Weil in diesen Wochen aber gern geschwänzt wird, wurde eine Maximalgrenze für Fehltage eingeführt. Immer mehr Abiturienten kommen deshalb nun lieber in stark betrunkenem Zustand in die Schule, anstatt auszuschlafen. Dies hat nun sogar Ministerpräsidentin Erna Solberg auf den Plan gerufen.
"Vielleicht fange ich an, alt zu werden, aber ich hoffe, dass neben mir auch andere reagieren. Die Russ-Zeit ist spaßig, aber die Schule ist wichtig, und wenn am nächsten Tag Schule ist, sollte man das Feiern begrenzen", rügt sie auf Facebook. Das ist ungewöhnlich. Denn das jährliche Ausflippen der Abiturienten ist eine so tief verwurzelte Tradition im Land, dass sie von der Gesellschaft akzeptiert und teils massiv gefördert wird.

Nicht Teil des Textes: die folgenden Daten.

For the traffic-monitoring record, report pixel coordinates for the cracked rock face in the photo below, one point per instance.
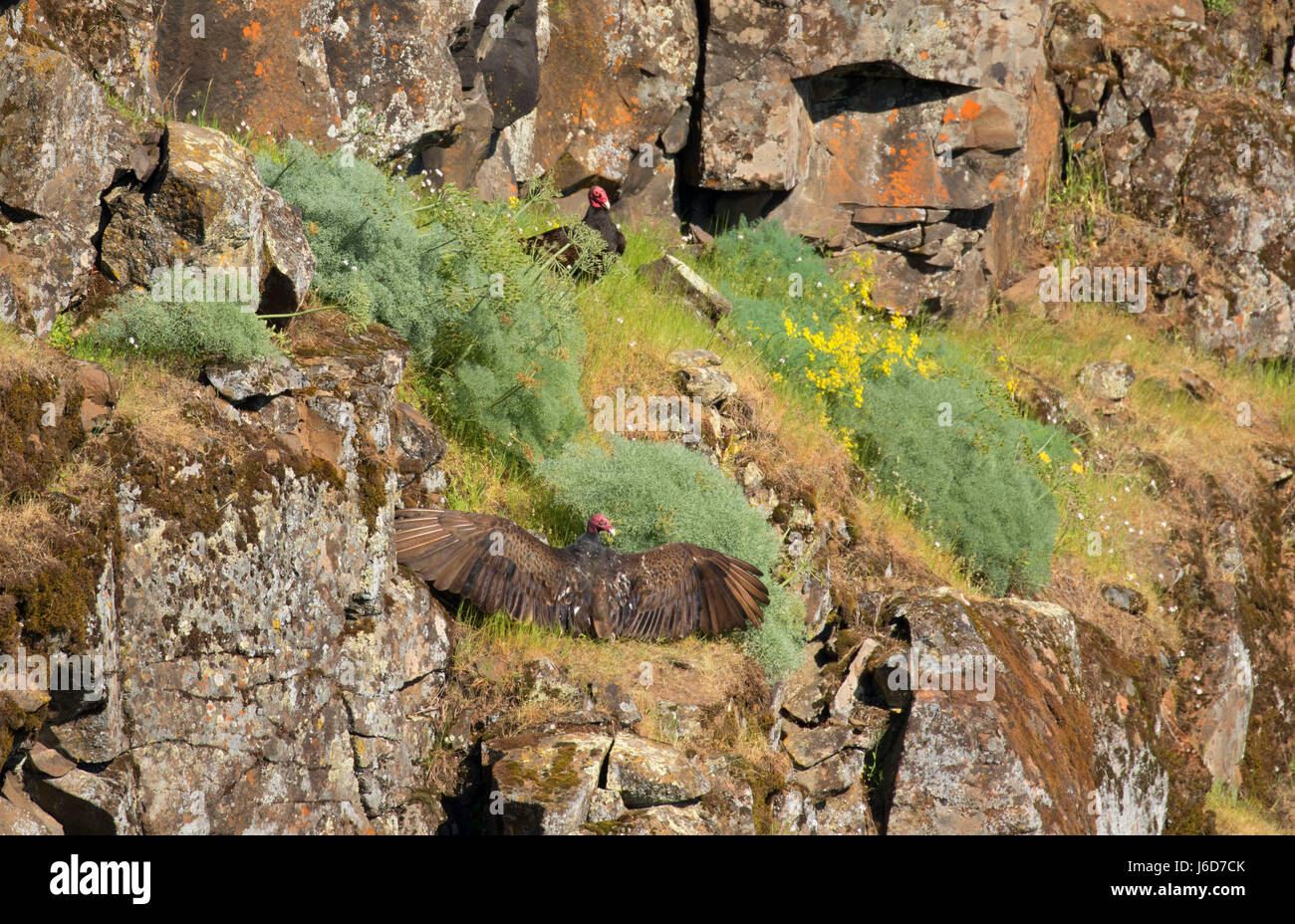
(377, 76)
(266, 668)
(61, 143)
(207, 211)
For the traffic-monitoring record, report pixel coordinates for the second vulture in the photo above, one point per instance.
(597, 216)
(668, 591)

Die Russ-Zeit wurde allerdings im Laufe der Jahrzehnte immer länger und exzessiver. "In den 60ern feierten die Abiturienten nur ein paar Tage um den Nationalfeiertag herum. Jetzt sind es Wochen. Ich gönne ihnen das ja, aber es ist bedenklich und traurig, wenn einige Schüler jeden Tag trinken. Die spielen mit dem Feuer bezüglich ihrer Abinote", sagt Christiane Nökling, Deutschlehrerin am renommierten Osloer Handelsgymnasium, der Badischen Zeitung. In der Tat seien einige Schüler sehr unausgeschlafen und hätten in ihrem Unterricht eine Fahne, sagt sie.

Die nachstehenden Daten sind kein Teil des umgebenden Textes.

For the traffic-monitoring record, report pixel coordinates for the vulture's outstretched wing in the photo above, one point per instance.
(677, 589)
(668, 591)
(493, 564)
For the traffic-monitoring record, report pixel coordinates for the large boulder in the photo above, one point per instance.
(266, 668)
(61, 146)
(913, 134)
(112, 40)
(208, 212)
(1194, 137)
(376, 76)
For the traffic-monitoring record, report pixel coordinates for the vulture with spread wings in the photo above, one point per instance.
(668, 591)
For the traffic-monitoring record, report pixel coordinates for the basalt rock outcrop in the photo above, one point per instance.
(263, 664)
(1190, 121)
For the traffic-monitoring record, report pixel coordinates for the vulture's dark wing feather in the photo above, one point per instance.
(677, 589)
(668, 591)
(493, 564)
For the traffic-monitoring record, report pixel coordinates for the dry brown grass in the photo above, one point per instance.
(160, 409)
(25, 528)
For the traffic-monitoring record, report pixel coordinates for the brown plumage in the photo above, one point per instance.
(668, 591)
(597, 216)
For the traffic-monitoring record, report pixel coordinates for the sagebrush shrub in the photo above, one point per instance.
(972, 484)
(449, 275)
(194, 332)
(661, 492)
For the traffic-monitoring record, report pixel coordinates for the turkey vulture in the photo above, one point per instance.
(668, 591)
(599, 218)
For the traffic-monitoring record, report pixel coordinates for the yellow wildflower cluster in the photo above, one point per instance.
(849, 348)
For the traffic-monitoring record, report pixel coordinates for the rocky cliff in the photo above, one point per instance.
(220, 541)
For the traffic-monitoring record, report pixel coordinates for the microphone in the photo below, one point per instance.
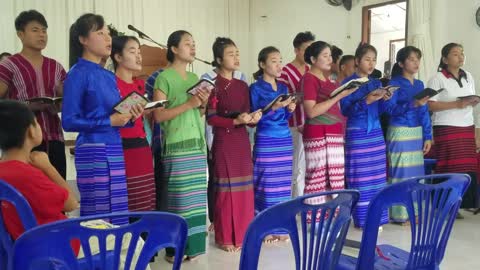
(140, 33)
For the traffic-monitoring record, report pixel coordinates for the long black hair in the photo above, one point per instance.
(218, 49)
(445, 52)
(402, 56)
(15, 119)
(173, 41)
(81, 28)
(364, 49)
(118, 44)
(262, 58)
(314, 50)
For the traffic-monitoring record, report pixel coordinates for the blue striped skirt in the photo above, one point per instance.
(366, 169)
(101, 180)
(272, 172)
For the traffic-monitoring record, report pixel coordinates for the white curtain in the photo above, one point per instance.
(205, 19)
(419, 36)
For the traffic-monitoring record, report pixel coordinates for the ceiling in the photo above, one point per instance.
(388, 18)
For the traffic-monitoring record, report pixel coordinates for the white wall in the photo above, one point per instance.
(381, 41)
(242, 20)
(284, 19)
(205, 19)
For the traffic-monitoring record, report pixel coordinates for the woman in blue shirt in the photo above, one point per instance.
(272, 173)
(365, 160)
(409, 135)
(90, 93)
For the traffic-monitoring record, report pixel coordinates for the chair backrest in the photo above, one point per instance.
(322, 240)
(52, 242)
(437, 205)
(11, 195)
(429, 165)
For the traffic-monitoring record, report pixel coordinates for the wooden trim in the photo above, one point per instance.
(366, 24)
(390, 56)
(367, 19)
(385, 4)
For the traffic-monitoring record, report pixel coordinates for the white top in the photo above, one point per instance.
(453, 90)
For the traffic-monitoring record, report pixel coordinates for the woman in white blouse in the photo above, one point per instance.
(452, 119)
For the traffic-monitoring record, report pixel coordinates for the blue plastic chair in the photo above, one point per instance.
(321, 249)
(52, 248)
(438, 205)
(429, 165)
(24, 211)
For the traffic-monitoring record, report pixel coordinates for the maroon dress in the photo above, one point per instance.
(232, 161)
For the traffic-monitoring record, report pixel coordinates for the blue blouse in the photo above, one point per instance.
(273, 123)
(414, 116)
(363, 116)
(90, 93)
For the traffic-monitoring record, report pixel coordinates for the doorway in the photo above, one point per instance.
(385, 27)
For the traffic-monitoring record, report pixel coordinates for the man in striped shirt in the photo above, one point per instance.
(291, 75)
(29, 74)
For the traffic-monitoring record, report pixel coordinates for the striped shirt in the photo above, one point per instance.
(291, 78)
(25, 82)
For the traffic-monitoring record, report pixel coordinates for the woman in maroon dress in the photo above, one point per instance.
(228, 114)
(127, 59)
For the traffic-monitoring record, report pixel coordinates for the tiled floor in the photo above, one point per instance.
(462, 250)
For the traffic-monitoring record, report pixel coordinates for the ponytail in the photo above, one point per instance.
(262, 58)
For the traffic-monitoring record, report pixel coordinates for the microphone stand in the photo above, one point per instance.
(147, 38)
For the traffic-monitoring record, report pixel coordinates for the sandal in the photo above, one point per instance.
(171, 259)
(270, 239)
(227, 248)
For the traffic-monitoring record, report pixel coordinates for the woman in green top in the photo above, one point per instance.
(184, 160)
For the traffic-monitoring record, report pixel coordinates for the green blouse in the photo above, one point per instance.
(186, 132)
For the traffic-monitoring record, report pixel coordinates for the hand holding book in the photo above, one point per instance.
(131, 100)
(375, 95)
(256, 116)
(470, 100)
(349, 87)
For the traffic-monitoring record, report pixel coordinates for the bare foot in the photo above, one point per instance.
(171, 259)
(227, 248)
(270, 239)
(282, 238)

Gleichzeitig ist die Russ-Zeit eine wichtige Erfahrung, finden die Norweger. Bereits ein Jahr vorher hat sich etwa die nun 19-jährige Schülerin Ruth Jakobsen mit 20 Mitschülerinnen des Handelsgymnasiums zusammengetan, um einen Partybus mit eigener Disko zu kaufen und einen nüchternen Chauffeur zu organisieren. Die Schüler treffen sich schon im Vorfeld regelmäßig und malen den Bus zusammen an. "Born to rage 2017" heißt Ruths Bus. "Das ist natürlich auch selbstironisch gemeint", sagt sie.
"Am schönsten ist es, dass man in einer Gemeinschaft zusammenwächst und Freunde fürs Leben findet", sagt sie. Wie Ruth musste jede Schülerin in ihrem Verband insgesamt rund 40 000 Kronen (4300 Euro) vom Kaufpreis des Busses bezahlen. Hinzu kommen unter anderem noch Abiturmützen mit Bändern, die um Minigegenstände geknotet werden, wenn bestimmte Mutproben erfüllt werden. Da kann es darum gehen, auf der Straße einem Polizisten ein Küsschen zu geben. Die Beamten kennen das schon.
Wirklich fiesen Gruppendruck versuchen die Jugendlichen zu vermeiden. Norwegische Schulen sind gut darin, Mobbing zu bekämpfen. "Ich mache nicht mit, weil ich das Besaufen sinnlos finde. Aber ich werde deshalb nicht unter Druck gesetzt. Meine besten Freunde feiern ausgiebig, aber wir respektieren einander", sagt etwa Hermann Zahn (19), der zusammen mit Ruth am Handelsgymnasium ist und Bauingenieur werden möchte.